Wall Street vs. Detroit




When our parents were learning to drive in the 1960s & 70s, American car companies were roaring industries raking in incredible sales and profits. Auto workers demanded a fair share of the profits, fought for the benefits they deserved, and the middle class in America grew strong. Blinded by their successes, the American car companies continued with their trend of building big gas-guzzling cars, and in the 1990s, this business model culminated with the SUV. Over the last few years, with the downswing in the economy, auto workers sacrificed many of their previous benefits in order to keep the car companies afloat, but they couldn’t save the auto industry on their own. Then things really got tough, with the mortgage crisis and the credit crunch.

You may remember that Wall Street was bailed out not too long ago.
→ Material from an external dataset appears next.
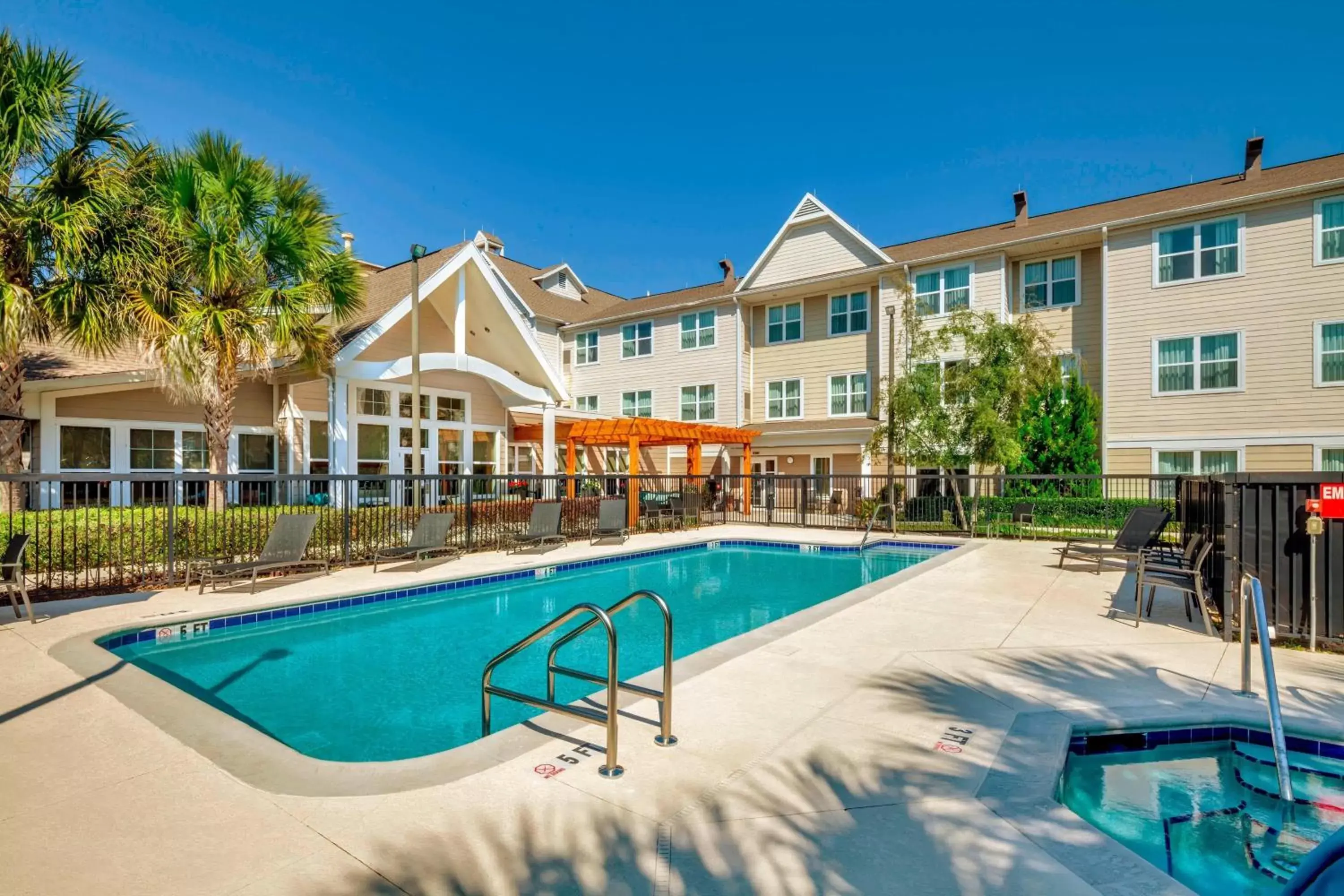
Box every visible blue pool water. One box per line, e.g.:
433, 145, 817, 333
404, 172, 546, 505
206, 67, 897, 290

Some people groaned about the bailout, but it was seen as necessary to keep the financial institutions going.

So why are the same people who suppoted the Wall Street bailot against the auto bailout? Why so much talk about letting people "learn their lesson the hard way”? The difference is Wall Street represents the interests of the rich, and Detroit represents the interest of hard-working middle-class America.

In these times of real economic hardship, the people with all the power in these companies still don’t quite seem to understand what it means to suffer. When they went to Congress last week to ask for a $25 billion bailout, the CEOs of these giant companies each flew to DC in a private jet! In case you missed it on the Daily Show, here are the chiefs of America’s floundering auto industries, unwilling to part with their private jets:




The good news is that GM is now giving up two of its five corporate checks. Apparently “G.M. says the timing is coincidental since it was already in the process of returning the two jets.”